Cyber bullying is nothing new, but it’s only in recent years that cases have made the headlines and captured the attention of the public. This type of sickening activity is still ‘tolerated’ despite victims’ suffering; and there used to be an argument between police and regularly targeted sites such as Twitter over who is responsible for dealing with malicious behaviour.
Police intervention or self-policing?
While police have previously maintained that tracking and identifying the culprits was not their responsibility, Stuart Hyde, chief constable of Cumbria police who speaks on e-crime for the Association of Chief Police Officers, recently said that police should intervene when Twitter abuse is serious enough to contravene existing legislation such as the Malicious Communications Acts of 1998 and 2003.
However , he has also said that there is no need for new legislation and that recent negative publicity involving high profile victims such as Blue Peter presenter Helen Skelton and Olympic diver Tom Daley should prompt Twitter itself to take action, especially as police resources are stretched.
There should be no distinction between online and offline activity, but the anonymity afforded by the Internet and the vast online community leaves individuals much more vulnerable than they would be in the school playground. It’s important to remember that no one is exempt from being targeted by cyber bullies; young or old, celebrity or mere mortal. The resulting comments are usually unfounded and cause needless distress, with the potential to have a long-term negative impact on the lives of victims.
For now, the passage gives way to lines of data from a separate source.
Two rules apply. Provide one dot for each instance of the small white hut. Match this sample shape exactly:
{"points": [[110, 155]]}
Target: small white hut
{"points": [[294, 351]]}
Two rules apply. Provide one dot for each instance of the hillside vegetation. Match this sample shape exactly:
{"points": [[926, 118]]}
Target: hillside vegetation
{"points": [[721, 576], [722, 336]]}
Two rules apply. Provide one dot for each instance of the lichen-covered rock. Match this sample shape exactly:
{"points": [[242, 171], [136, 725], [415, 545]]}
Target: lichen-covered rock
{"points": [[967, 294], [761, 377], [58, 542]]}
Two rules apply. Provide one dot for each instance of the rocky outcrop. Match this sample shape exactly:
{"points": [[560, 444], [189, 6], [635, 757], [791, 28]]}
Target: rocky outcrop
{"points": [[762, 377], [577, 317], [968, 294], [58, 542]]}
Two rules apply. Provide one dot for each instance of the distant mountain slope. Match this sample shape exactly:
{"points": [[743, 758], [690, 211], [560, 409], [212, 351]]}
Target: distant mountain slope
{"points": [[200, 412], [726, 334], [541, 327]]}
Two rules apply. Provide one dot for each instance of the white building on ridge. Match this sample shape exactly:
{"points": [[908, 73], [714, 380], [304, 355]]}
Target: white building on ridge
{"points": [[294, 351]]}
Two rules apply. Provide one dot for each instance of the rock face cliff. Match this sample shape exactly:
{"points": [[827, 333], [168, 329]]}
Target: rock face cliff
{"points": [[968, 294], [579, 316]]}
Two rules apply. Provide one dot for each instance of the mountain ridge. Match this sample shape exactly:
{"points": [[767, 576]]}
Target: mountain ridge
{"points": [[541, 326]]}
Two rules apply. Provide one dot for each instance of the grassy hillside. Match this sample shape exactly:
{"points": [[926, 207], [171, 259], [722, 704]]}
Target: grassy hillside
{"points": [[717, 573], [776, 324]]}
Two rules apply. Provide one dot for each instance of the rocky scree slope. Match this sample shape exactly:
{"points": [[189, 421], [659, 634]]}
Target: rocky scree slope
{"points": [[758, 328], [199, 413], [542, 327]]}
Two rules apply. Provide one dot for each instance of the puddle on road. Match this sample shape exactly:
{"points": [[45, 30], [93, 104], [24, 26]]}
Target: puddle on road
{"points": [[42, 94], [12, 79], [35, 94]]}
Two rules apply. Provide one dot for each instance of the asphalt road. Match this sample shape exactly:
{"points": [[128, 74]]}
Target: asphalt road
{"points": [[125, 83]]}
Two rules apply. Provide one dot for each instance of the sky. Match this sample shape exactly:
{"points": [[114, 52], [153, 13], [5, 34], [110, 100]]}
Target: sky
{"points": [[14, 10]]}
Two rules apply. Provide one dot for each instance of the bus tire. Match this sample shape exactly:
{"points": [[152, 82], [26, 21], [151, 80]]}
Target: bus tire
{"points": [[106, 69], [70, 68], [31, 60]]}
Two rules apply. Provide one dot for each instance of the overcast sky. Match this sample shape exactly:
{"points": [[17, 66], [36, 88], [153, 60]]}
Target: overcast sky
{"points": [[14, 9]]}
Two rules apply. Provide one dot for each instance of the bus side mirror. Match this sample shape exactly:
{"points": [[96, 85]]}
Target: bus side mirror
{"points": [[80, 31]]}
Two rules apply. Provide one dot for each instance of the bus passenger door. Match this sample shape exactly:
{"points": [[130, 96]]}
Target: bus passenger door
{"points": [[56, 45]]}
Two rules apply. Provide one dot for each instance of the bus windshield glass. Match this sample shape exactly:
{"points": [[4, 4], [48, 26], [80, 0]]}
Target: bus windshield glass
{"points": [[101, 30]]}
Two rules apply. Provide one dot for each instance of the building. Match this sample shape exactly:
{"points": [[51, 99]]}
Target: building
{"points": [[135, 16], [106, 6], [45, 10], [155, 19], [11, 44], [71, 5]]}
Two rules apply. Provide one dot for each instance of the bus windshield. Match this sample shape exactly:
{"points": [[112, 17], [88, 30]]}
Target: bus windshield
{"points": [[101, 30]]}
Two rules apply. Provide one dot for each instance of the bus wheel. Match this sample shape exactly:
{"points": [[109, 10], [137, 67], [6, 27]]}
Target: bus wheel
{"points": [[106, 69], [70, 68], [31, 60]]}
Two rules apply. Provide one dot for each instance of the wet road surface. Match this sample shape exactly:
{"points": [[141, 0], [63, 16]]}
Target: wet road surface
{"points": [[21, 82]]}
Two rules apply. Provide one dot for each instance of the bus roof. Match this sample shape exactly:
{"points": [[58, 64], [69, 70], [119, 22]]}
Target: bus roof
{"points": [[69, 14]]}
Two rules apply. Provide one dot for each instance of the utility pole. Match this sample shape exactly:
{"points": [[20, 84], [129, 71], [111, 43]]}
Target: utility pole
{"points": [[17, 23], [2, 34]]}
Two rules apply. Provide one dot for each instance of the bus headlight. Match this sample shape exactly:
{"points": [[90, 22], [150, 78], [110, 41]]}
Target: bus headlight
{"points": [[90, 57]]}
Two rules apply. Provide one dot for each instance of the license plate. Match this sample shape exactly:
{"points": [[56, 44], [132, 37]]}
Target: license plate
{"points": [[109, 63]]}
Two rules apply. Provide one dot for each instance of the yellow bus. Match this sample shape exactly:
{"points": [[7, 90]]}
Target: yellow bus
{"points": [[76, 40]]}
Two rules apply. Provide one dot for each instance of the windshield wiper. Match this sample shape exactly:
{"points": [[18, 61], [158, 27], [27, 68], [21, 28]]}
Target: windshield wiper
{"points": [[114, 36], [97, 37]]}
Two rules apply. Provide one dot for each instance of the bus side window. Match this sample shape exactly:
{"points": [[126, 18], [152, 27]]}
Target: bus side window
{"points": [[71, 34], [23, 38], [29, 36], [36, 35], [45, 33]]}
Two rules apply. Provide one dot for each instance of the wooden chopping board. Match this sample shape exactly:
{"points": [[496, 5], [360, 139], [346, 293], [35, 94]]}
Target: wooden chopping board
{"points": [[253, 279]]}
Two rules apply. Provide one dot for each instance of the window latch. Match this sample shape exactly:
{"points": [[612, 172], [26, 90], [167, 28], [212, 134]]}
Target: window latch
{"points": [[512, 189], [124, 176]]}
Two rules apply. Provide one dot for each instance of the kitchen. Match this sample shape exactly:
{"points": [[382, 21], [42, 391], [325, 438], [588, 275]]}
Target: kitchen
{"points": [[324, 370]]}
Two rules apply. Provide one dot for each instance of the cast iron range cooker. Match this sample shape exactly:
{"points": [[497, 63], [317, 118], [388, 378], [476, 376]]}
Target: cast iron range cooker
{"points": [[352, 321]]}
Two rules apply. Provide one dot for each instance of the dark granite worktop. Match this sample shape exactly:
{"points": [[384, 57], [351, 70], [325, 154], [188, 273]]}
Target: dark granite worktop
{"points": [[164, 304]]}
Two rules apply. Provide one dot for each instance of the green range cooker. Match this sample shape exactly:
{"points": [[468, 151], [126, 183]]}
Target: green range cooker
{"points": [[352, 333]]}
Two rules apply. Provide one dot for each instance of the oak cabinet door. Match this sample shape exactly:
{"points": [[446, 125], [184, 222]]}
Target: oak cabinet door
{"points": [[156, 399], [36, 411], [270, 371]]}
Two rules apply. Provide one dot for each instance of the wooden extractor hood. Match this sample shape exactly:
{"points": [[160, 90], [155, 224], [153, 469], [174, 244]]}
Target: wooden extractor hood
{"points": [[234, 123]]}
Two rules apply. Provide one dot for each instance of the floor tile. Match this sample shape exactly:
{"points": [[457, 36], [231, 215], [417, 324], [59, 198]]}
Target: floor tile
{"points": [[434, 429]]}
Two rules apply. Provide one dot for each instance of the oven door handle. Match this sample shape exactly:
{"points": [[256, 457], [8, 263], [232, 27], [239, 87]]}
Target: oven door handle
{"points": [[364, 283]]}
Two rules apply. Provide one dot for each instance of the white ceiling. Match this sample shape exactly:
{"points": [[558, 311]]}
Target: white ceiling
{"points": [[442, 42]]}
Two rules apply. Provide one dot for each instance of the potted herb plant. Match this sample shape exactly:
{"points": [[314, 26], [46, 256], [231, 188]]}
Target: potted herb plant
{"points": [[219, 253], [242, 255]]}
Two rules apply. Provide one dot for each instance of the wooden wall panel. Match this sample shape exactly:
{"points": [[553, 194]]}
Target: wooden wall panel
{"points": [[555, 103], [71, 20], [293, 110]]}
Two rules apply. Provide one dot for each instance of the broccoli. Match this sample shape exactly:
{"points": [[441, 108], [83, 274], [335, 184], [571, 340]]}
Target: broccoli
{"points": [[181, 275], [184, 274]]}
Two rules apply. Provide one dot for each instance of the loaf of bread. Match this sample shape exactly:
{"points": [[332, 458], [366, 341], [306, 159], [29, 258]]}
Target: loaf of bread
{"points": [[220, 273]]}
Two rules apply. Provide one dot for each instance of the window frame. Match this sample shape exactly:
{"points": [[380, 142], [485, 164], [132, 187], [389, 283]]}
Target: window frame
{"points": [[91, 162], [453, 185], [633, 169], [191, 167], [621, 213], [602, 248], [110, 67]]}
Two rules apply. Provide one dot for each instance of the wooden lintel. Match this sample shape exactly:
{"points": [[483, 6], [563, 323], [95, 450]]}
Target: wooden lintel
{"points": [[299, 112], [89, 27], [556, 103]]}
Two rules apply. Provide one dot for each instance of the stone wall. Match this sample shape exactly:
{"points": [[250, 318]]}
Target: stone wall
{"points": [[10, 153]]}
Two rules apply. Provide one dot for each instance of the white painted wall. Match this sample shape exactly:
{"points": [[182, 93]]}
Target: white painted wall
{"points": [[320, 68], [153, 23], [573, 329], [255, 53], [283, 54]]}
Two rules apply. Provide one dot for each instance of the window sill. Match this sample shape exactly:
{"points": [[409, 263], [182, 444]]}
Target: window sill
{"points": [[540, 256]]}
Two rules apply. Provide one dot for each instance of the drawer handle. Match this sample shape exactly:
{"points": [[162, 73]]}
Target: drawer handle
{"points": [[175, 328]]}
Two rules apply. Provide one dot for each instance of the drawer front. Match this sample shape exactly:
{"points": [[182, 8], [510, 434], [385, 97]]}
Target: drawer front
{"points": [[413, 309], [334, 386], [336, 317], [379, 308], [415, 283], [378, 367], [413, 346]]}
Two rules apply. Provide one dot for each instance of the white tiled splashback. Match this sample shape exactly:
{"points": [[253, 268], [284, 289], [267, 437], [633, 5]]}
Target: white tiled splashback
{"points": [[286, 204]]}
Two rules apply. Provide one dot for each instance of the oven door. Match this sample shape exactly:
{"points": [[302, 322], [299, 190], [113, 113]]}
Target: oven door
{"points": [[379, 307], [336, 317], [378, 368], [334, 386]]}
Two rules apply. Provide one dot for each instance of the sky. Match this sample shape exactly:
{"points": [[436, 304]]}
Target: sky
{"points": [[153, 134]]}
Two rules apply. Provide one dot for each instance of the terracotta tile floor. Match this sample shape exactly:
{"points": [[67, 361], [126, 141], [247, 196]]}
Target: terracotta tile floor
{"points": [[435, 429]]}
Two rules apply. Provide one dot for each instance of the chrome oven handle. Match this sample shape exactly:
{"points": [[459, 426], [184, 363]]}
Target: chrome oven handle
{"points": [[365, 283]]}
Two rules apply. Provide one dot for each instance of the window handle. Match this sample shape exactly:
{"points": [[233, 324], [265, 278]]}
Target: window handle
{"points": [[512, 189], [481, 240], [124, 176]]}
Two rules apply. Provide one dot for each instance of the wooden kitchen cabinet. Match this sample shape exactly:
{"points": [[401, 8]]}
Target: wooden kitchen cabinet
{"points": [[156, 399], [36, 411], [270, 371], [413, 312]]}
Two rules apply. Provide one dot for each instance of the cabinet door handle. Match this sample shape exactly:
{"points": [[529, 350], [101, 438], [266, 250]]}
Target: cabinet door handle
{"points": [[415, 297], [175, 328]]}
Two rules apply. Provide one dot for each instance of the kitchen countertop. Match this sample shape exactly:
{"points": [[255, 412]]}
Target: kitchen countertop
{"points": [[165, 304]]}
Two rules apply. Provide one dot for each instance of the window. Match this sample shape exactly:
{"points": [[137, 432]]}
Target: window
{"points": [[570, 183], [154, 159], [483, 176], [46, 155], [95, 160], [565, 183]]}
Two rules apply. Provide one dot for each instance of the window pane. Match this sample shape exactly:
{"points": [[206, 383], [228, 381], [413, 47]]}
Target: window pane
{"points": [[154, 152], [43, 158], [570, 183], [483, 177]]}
Victims are left wondering what to do next and are often encouraged to take matters into their own hands or simply ‘toughen up’ by fellow users, especially when they are non-celebrity citizens without the resources to fight the bullies. The law is in place to enable criminal activity to be distinguished from non-consequential behaviour that doesn’t warrant punishment, yet there has been a reluctance to use it: perhaps a change in police attitudes will be to the victims’ advantage.
Educate those at risk
We must also address the risk of those who could inadvertently become involved in bullying others online. Peer groups boast strong bonds that could easily lead to innocent friends getting embroiled in someone else’s behaviour in an effort to defend the perpetrator.
Oversharing contributes to individuals’ susceptibility to cyber bullying, so the advice is to avoid it. We’re continuously warned and guided about the likes of hackers and identity thieves, but the more sensitive topics remain somewhat taboo as we struggle to discuss the harsh reality with our children.